En réponse, la société BNP Paribas Personal Finance soutient que :

- dès lors qu'elle renonce à contester l'annulation du prêt sur le fondement des clauses abusives, les emprunteurs sont privés d'intérêt à agir en ce qui concerne leur demande fondée sur un prétendu manquement de la banque à son obligation d'information ;

- en présence d'un contrat anéanti rétroactivement, celui qui entend obtenir une condamnation à des dommages-intérêts ne peut invoquer les manquements contractuels pour engager la responsabilité de son contractant conformément à l'article 1178 du Code civil ;

- leur demande fondée sur un manquement de la banque à son obligation d'information est irrecevable pour cause de défaut d'intérêt à agir et de prescription ;

- en tout état de cause, seule la perte de chance de ne pas contracter pourrait être indemnisée et en l'espèce la preuve du préjudice invoqué au titre de la perte de chance n'est pas rapportée puisqu'il n'est pas démontré que les emprunteurs auraient bénéficié de conditions plus favorables en souscrivant un autre type de prêt.

Sur ce,

Lorsqu'un contrat est anéanti rétroactivement, il ne peut être invoqué des manquements contractuels pour engager la responsabilité de son contractant ( Cass. Civ.3ème 18 mai 2011 n° 10-11.721).
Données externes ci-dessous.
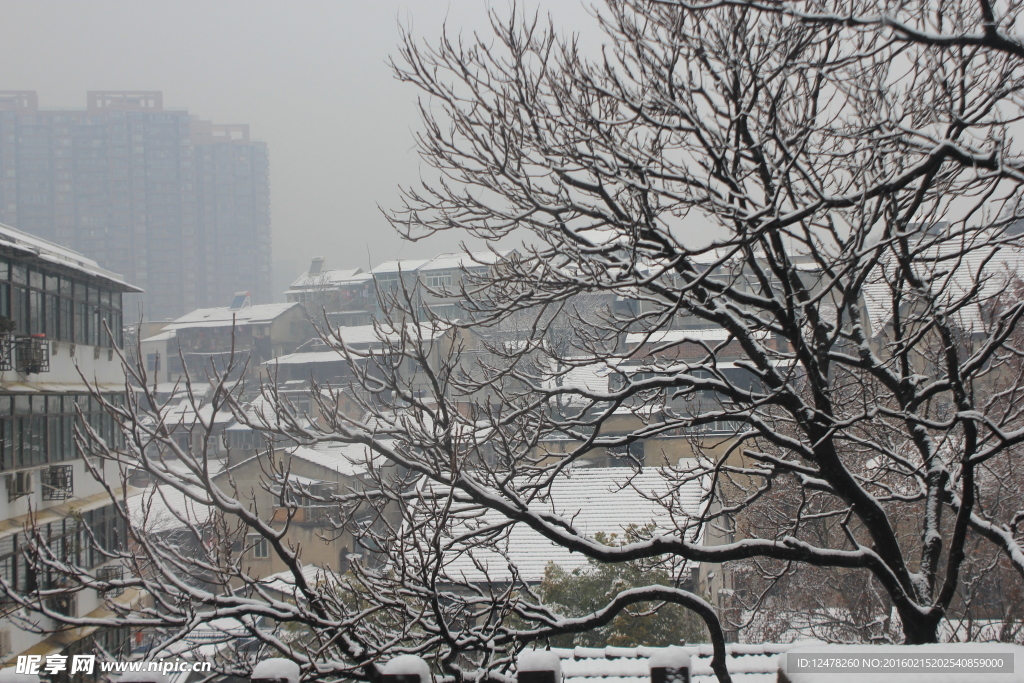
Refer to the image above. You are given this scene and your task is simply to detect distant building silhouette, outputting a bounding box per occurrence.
[0,91,271,320]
Néanmoins, en application de l'article 1178 dernier alinéa du code civil indépendamment de l'annulation du contrat, la partie lésée peut demander réparation du dommage subi dans les conditions du droit commun de la responsabilité extracontractuelle.

En l'espèce, M. [F] et Mme [I] invoquent un défaut d'information de la banque en visant les dispositions de l'article 1147 ancien du code civil relatif à une inexécution contractuelle.
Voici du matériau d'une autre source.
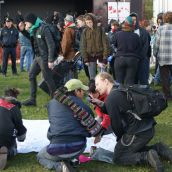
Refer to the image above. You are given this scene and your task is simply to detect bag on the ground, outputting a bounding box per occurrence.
[118,85,168,120]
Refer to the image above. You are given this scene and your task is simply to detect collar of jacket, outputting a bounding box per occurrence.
[29,17,43,36]
[64,22,75,29]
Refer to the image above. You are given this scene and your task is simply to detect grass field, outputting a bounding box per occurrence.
[1,67,172,172]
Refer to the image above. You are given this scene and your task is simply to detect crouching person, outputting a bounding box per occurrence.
[0,88,27,170]
[37,79,105,172]
[94,72,172,172]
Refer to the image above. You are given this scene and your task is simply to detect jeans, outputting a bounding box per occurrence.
[87,62,97,79]
[114,56,139,85]
[37,145,85,170]
[2,47,17,75]
[20,46,33,72]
Cependant, compte tenu de l'anéantissement du contrat, les intimés ne peuvent invoquer un manquement contractuel pour engager la responsabilité de la banque et ils seront déboutés de leur demande de versement de la différence entre les sommes versées et restant à verser avec les sommes mentionnées dans le tableau d'amortissement prévisionnel du prêt litigieux, demande au demeurant non chiffrée.

Enfin, si M. [F] et Mme [I] indiquent dans la partie discussion de leurs conclusions, qu'ils sollicitent à titre subsidiaire l'indemnisation de leur préjudice à hauteur de 130 000 euros au titre de la perte de chance de ne pas contracter, la cour constate que cette demande n'est pas reprise dans le dispositif de leurs conclusions de sorte qu'elle n'en est pas saisie. En effet, selon l'article 954 alinéa 3 du code de procédure civile, la cour ne statue que sur les prétentions énoncées au dispositif et n'examine les moyens au soutien de ces prétentions que s'ils sont invoqués dans la discussion.
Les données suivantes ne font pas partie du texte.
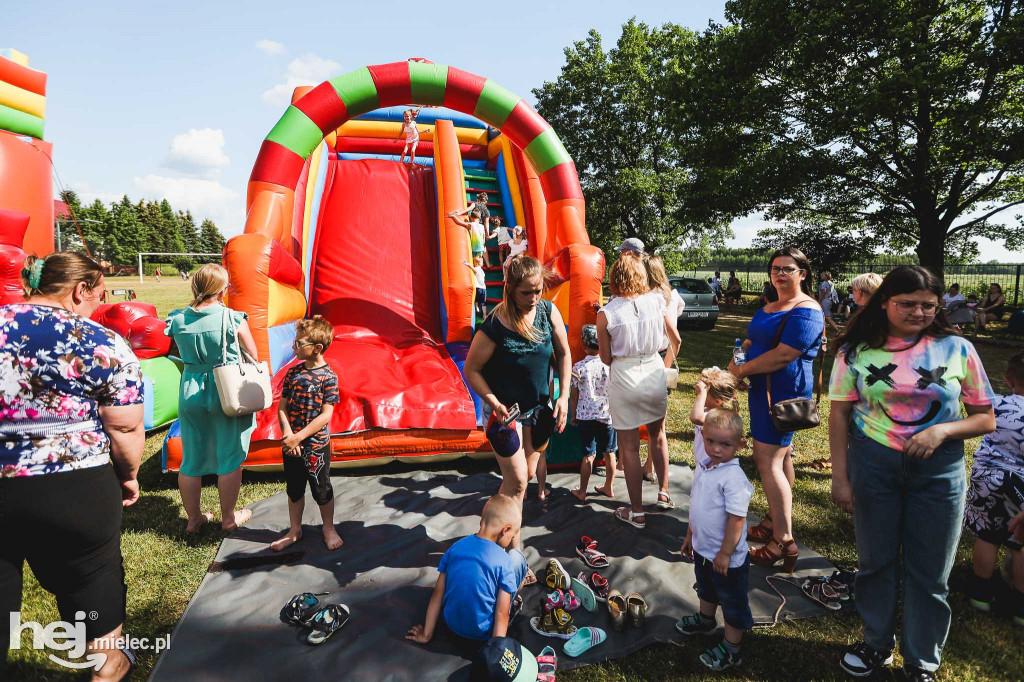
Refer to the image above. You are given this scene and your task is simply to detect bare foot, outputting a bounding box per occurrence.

Sur les dépens et les frais irrépétibles :

La société BNP Paribas Personal Finance, qui succombe pour l'essentiel, sera condamnée aux dépens de la procédure d'appel.

La société BNP Paribas personal Finance demande, dans son dispositif, à la cour d'infirmer le jugement rendu par le Tribunal judiciaire de Paris le 11 mai 2023 (RG 13/06722) en ce qu'il l'a débouté de sa demande au titre de l'article 700 du code de procédure civile. Néanmoins, la cour ne peut statuer sur cette demande, n'étant pas saisie d'un appel de cette décision.

Enfin, la société BNP Paribas Personal Finance sera condamnée à payer à M. [F] et Mme [I] la somme de 3 000 euros au titre de leurs frais irrépétibles d'appel.

PAR CES MOTIFS,

La cour statuant publiquement, par arrêt contradictoire et en dernier ressort, mis à disposition au greffe,

Confirme le jugement déféré ;

Y ajoutant :

Constate que la société BNP Paribas Personal Finance acquiesce à la demande de M. [K] [T] [F] et Mme [E] [I] d'annulation du contrat de prêt conclu le 30 septembre 2008 fondée sur la stipulation de clauses abusives ;

Prononce l'annulation du contrat de prêt conclu le 30 septembre 2008 entre la société BNP Paribas Personal Finance et M. [K] [T] [F] et Mme [E] [I] ;

Dit que la demande subsidiaire de nullité du contrat de prêt pour dol est sans objet ;

Déboute M. [K] [T] [F] et Mme [E] [I] de leur demande d'indemnisation pour manquement de la banque à son obligation d'information ;

Condamne la société BNP Paribas Personal Finance à payer à M. [K] [T] [F] et Mme [E] [I] la somme de 3 000 euros sur le fondement de l'article 700 du code de procédure civile au titre des frais exposés en appel et non compris dans les dépens ;

Condamne la société BNP Paribas Personal Finance aux dépens d'appel.